ABSTRACT. Data cleaning is a key step of the machine learning process to get the best results possible. The literature is getting rich, and there are many tools available, which makes choosing which tool to use complex. The objective of our work is to answer the question: Is it always better to repair data? We focus on numeric data for classification tasks. We propose a metric to measure how difficult to use a repairing tool is. Then, we studied the impact of the degree of degradation of data, the type of errors present, the effectiveness of repairing tools, and the impact of different classification models. We found that error types such as missing values and outliers have more impact on accuracy and f1 score than other types of errors. Moreover, even though complex repairing tools were generally more effective, there is a level where data is so degraded that tools do not perform well. For low levels of errors, the tools also tend to have similar performances, the decision of which one to use can then be made according to their difficulty to use.

16:40
Recommandation de trajectoires basée sur word2vec

ABSTRACT. De nos jours, les réseaux sociaux sont devenus un outil primordial de communication, qui peuvent à travers les activités et usages des utilisateurs nous aider à mieux comprendre leurs comportements en terme de mobilité. Partager une photo, une vidéo, ou même un tag par un utilisateur, est un fait qui le géolocalise, c'est-à-dire associe le plus souvent cette personne à un lieu, une date et un contenu.

Pour notre travail, nous nous intéressons à la tâche de prédiction d'itinéraire d'un utilisateur partant d'un point de départ et composé d'un ensemble de POIs (Point of Interest) à visiter dans un ordre donné.
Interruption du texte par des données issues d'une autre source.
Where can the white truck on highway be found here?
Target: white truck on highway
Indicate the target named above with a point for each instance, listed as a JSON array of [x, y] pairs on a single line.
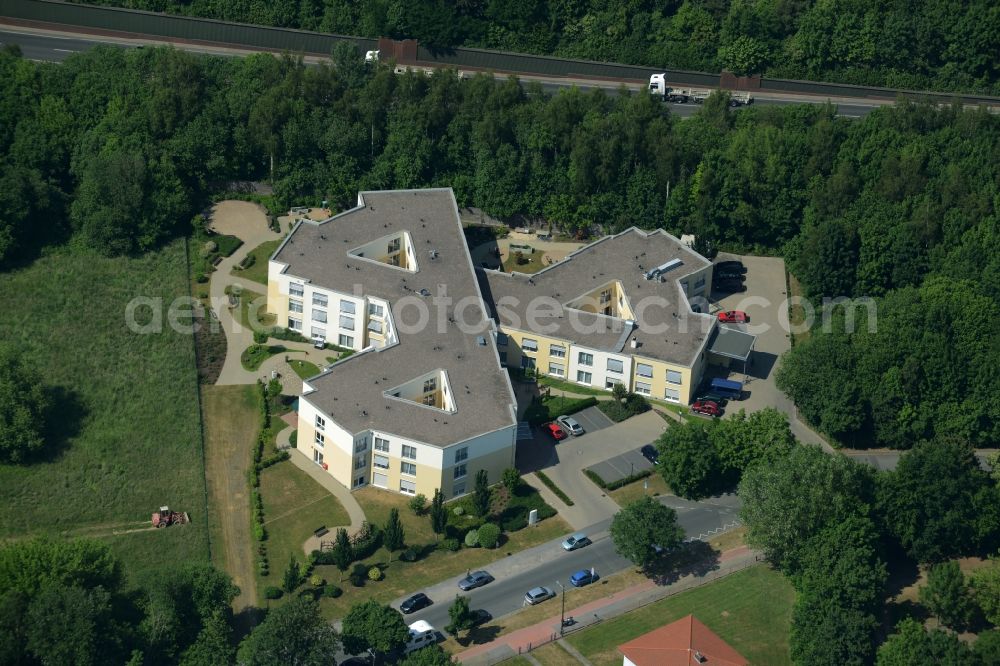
[[658, 86]]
Une des contraintes à respecter est le budget total de temps disponible : le trajet recommandé ne doit pas excéder un certain nombre d'heures.

Une direction de recherche active est d'exploiter le Deep Learning pour la recommandation. En particulier Word2Vec (W2V) semble s'appliquer à la recommandation dans [1]. D'autres modèles encore plus récents tels que Bert et GTP nécessitent trop de données d'entraînement pour être appliqué à notre contexte. Nous nous posons dans un premier temps la question suivante: Est ce que Word2vec est robuste, et viable pour la recommandation de POIs ?

L'article [1] n'apporte pas une réponse suffisamment approfondie à cette question. De plus, des hypothèses restrictives sont posées. L'article considère seulement des zones géographiques de petite taille (une ville) avec une petite quantité de données (une trentaine de POIs) ce qui limite la portée des résultats.

Notre objectif est d'étudier de manière plus approfondie si Word2Vec est efficace (fournit une bonne qualité) pour la recommandation de POIs, puis proposer une méthodologie pour la recommandation basée sur W2V en améliorant la méthode proposée dans [1].